Salary increases within the financial services sector are set to be modest in 2017, as companies worldwide feel the impact of slow economic growth, low inflation and continued low interest rates, according to the latest data from Mercer.

The consulting group, a subsidiary of Marsh & McLennan, forecasts that on average, 2017 base salary increases for all roles are expected to be between 1.9% and 2.4%. Mercer’s research finds that the majority of organisations predict 2017 annual incentive levels to remain similar to or unchanged from 2016.

Mercer’s Global Financial Services Executive Compensation Snapshot Survey, conducted in October/November 2016, reviews the pay practices of 42 global financial services companies comprising banks, insurers and other financial services based in 14 countries in Europe, North America, Asia, and South America.

Forecasted base salary increases are expected to be lower in Europe (1.4% to 2.0%) than North America (1.6% to 2.6%). Projections for India (6.0% average salary increase) are higher than any other growth market across Latin and South America (3.5%) and Asia (3.8%).

Approximately two in three organisations predict that the 2017 actual corporate incentive pools will be similar (within +/- 5% range) or unchanged to 2016 levels. Almost one in four companies surveyed predict the actual 2017 incentive pool to be significantly lower than 2016 levels, while only 11% predict it to be significantly higher. A similar trend was observed last year.

“With compensation remaining relatively flat, firms are challenged to go beyond pay and emphasise their broader employee value proposition to continue to motivate and retain people,” said Vicki Elliott, senior partner and financial services leader, Mercer Career. “To protect key talent, companies should also put more focus on recognising and differentiating high performers.”

The most prevalent changes in remuneration policy and practices planned by organisations in the next 12 months are job evaluation/global levelling (63%), parental leave policies company-wide (38%) and flexible benefits (33%). Pay equity policies remain an area for change, particularly in European firms where 40% say they plan to make changes to their formal pay equity policy company-wide in the next 12 months.

Performance measurement 

The research suggests that a growing number of organisations are implementing the use of non-financial performance measures as a way of aligning performance with sound risk-taking. Non-financial performance measures of conduct, compliance and risk management are increasingly being allowed to override financial outcomes. Around one in three organisations allow for non-financial measures to override financial measures in their annual incentive plan (38%) and multi-year incentive plan (32%). This is more common in banks (55%) than insurance firms (15%).

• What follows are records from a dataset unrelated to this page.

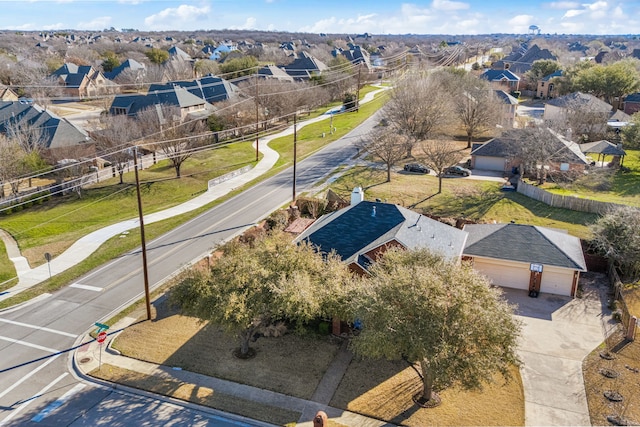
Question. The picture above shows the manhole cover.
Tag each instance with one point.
(606, 355)
(609, 373)
(613, 396)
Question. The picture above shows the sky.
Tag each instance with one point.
(451, 17)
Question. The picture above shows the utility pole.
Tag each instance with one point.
(358, 87)
(257, 120)
(142, 239)
(295, 154)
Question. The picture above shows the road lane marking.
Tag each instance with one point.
(86, 287)
(58, 403)
(41, 328)
(32, 398)
(28, 344)
(29, 375)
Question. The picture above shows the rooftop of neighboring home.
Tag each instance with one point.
(364, 226)
(56, 132)
(525, 243)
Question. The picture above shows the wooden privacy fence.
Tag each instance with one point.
(565, 202)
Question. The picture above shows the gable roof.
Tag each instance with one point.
(56, 132)
(358, 229)
(525, 243)
(506, 98)
(506, 146)
(499, 75)
(602, 147)
(129, 64)
(581, 100)
(174, 96)
(304, 66)
(210, 88)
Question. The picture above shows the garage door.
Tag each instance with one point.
(502, 273)
(489, 163)
(556, 281)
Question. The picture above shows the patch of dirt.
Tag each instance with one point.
(613, 399)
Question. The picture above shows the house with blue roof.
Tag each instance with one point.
(546, 85)
(501, 79)
(360, 233)
(534, 259)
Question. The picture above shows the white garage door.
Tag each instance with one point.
(489, 163)
(556, 281)
(503, 273)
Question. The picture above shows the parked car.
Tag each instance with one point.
(416, 167)
(457, 170)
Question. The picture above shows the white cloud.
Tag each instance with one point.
(520, 23)
(177, 18)
(249, 24)
(571, 13)
(95, 24)
(561, 5)
(449, 5)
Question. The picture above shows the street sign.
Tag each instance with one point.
(101, 326)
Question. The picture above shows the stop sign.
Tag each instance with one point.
(101, 337)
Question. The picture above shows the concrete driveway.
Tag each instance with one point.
(557, 334)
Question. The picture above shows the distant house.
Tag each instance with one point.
(274, 72)
(559, 110)
(520, 60)
(82, 81)
(305, 66)
(56, 132)
(509, 106)
(532, 258)
(210, 88)
(632, 103)
(502, 79)
(177, 54)
(546, 85)
(360, 233)
(189, 105)
(130, 65)
(501, 153)
(7, 94)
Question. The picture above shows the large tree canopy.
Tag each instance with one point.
(616, 236)
(251, 286)
(438, 314)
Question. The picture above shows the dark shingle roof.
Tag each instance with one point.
(499, 75)
(525, 243)
(357, 229)
(56, 132)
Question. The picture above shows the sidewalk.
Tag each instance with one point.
(85, 246)
(88, 357)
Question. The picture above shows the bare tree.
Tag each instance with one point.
(439, 155)
(417, 108)
(475, 105)
(177, 138)
(114, 138)
(384, 143)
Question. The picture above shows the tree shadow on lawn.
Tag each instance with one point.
(291, 364)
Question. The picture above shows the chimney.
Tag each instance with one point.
(357, 195)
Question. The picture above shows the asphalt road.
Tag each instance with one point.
(37, 384)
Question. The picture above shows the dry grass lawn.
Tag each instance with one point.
(625, 367)
(294, 365)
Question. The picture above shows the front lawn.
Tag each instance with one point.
(460, 198)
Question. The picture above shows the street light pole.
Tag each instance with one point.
(295, 154)
(257, 121)
(142, 239)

“Allowing non-financial measures to override financial performance measures provides greater emphasis on risk management, compliance and conduct, and thus puts a lot more teeth into their effectiveness as performance criteria,” said Dirk Vink, Mercer principal and project manager for the study.

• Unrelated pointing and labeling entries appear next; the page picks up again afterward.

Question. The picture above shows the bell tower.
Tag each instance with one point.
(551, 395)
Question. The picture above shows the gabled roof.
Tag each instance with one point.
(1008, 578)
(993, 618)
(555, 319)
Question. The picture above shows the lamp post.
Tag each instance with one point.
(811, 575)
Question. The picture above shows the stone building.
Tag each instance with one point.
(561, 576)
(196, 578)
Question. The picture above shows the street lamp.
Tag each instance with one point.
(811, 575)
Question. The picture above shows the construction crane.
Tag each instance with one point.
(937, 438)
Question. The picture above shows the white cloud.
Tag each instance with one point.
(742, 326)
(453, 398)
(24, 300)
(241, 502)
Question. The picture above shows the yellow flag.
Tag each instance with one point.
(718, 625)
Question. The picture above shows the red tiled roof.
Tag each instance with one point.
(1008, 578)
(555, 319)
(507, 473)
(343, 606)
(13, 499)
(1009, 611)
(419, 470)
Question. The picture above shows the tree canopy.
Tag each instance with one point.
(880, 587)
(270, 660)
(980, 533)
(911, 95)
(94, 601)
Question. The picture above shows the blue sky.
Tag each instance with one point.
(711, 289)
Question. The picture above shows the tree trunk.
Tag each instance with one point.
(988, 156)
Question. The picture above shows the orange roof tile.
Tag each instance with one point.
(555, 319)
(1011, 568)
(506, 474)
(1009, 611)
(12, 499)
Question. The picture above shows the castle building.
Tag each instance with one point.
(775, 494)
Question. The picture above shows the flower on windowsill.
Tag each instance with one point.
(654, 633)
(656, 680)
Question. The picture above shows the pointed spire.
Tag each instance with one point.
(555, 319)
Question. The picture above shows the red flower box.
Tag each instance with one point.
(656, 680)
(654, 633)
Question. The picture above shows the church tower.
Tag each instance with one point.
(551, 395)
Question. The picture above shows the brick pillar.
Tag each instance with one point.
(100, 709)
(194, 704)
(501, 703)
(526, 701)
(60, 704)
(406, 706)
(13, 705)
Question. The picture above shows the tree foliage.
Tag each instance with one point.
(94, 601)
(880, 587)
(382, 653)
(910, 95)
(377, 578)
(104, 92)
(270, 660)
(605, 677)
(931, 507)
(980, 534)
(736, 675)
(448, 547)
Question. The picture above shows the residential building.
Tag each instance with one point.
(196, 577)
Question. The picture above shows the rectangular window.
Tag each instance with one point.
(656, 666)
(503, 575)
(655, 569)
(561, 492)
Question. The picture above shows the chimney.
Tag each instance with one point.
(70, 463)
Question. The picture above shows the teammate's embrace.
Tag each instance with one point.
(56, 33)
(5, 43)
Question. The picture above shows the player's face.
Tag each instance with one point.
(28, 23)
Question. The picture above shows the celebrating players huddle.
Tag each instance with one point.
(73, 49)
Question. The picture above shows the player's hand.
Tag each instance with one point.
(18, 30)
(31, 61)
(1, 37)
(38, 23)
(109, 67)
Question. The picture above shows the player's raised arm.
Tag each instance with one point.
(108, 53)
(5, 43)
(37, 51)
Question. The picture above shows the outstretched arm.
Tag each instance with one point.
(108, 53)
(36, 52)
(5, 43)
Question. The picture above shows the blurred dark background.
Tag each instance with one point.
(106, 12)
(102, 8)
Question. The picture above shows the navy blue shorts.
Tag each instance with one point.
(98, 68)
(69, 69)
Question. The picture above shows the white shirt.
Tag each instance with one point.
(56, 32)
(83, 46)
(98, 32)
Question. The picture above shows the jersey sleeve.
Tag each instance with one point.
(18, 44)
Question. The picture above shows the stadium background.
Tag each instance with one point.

Compensation for control functions 

Organisations continue to respond to regulatory developments and talent shortages by increasing fixed pay in the compensation of control functions. The latest data shows that 48% of companies had increased fixed pay for control functions, one in three had decreased variable pay, and 19% showed an increase in total compensation levels.

On a regional level, far more European organisations reported a shift from variable to fixed pay: 52% of European organisations reported an increase in pay linkage to function performance compared to 21% in North America. One-third of both insurers and banks reported that regulatory impact decreased the link between pay and business performance.

“Compensation for control functions is usually linked to the performance of their function and overall corporate financial performance rather than line of business performance,” commented Vink. “This is to ensure there are no conflicts of interest in exercising their oversight role for specific business practices and decisions.”

Mercer’s research showed that less than 30% of banks overall report a linkage of compensation for control functions to line of business performance.